Watch out for hidden salt in many of your children's favourite sauces and spreads such as ketchup, soy sauce and bolognese. Children between one and three should have no more than 2g of salt a day, four to six-year-olds need only 3g, rising to 5g for seven to 10 year olds and 6g for anyone over 11. Many breakfast cereals also contain salt – some as much as a bag of crisps.
Children love ham, salami, bacon and sausages but recent research says these foods should really be limited. Nitrite – a salt used in rashers – has been linked to bowel cancer, so save the BLTs for occasional treats.
Instead, use tuna, eggs, hummus or chicken. If you must use processed pork, go for ham off the bone (sliced ham with a clear muscle grain) rather then billy roll or watery processed ham.

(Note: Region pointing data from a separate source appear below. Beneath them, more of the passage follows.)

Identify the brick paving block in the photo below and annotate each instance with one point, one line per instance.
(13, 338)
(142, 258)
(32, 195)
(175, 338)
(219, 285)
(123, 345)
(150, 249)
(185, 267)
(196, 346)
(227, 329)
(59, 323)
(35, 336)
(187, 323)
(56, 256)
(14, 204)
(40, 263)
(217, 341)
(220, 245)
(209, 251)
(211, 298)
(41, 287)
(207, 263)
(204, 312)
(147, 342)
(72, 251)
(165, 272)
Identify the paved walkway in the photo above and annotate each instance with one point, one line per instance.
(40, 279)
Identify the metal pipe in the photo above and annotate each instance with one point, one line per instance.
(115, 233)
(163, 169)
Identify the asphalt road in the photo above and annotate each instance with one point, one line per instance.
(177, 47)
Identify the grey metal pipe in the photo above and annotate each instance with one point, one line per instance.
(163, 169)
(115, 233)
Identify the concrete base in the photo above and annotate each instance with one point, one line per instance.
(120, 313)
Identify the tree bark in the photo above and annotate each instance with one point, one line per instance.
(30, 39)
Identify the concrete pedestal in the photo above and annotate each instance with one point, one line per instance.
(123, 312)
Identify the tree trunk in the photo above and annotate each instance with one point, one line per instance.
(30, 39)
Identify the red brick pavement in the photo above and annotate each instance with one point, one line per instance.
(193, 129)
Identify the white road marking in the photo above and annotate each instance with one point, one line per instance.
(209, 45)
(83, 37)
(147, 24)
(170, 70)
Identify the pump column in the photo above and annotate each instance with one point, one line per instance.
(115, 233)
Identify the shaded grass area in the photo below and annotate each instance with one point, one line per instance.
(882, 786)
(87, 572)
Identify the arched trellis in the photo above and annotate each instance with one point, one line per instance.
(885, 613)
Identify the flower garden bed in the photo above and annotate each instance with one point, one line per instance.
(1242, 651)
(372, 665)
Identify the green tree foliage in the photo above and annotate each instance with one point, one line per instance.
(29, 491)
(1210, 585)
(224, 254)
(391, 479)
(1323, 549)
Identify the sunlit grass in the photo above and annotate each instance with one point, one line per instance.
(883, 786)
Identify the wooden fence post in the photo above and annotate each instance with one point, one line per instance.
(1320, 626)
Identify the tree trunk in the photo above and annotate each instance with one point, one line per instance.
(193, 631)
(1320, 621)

Many children take in hundreds of "empty calories" in sugary drinks. You may think apple and orange juice are healthy choices, but some contain as much sugar as drinks like Coca Cola, so always dilute with water. It will also save on dentist bills later on.
Avoid cereals marketed at children – Frosties and Coco Pops, contain 34pc sugar – more than a slice of cake. These foods should be on the confectionery aisle. Porridge is a great start to the day or, failing that, Weetabix. Many mueslis have added sugar so check the label.
Fats are necessary in a child's diet; a six-year-old girl needs about 60g a day and a teenage boy up to 100g. But pastries, biscuits, crisps and processed foods contain saturated fat that should be avoided.
Think about feeding more nuts, fruit like avocado and oily fish like tuna and salmon.
The ideal meal . . .
For a five-year-old
Minestrone soup – carrots, celery, tomatoes and stock with pasta shells.
Add meatballs for a more substantial meal the next day.
Crumbled fillet of roast chicken from a whole roasted bird. carrots, red beetroot and potatoes cooked in a roasting tray at the same time. Convenient and nutrient rich for entire family.
For a 15-year-old
Roasted aubergines, courgettes with tinned tomatoes in a ratatouille.
Serve with some smoked mackerel and melted mozzarella on top with cous cous.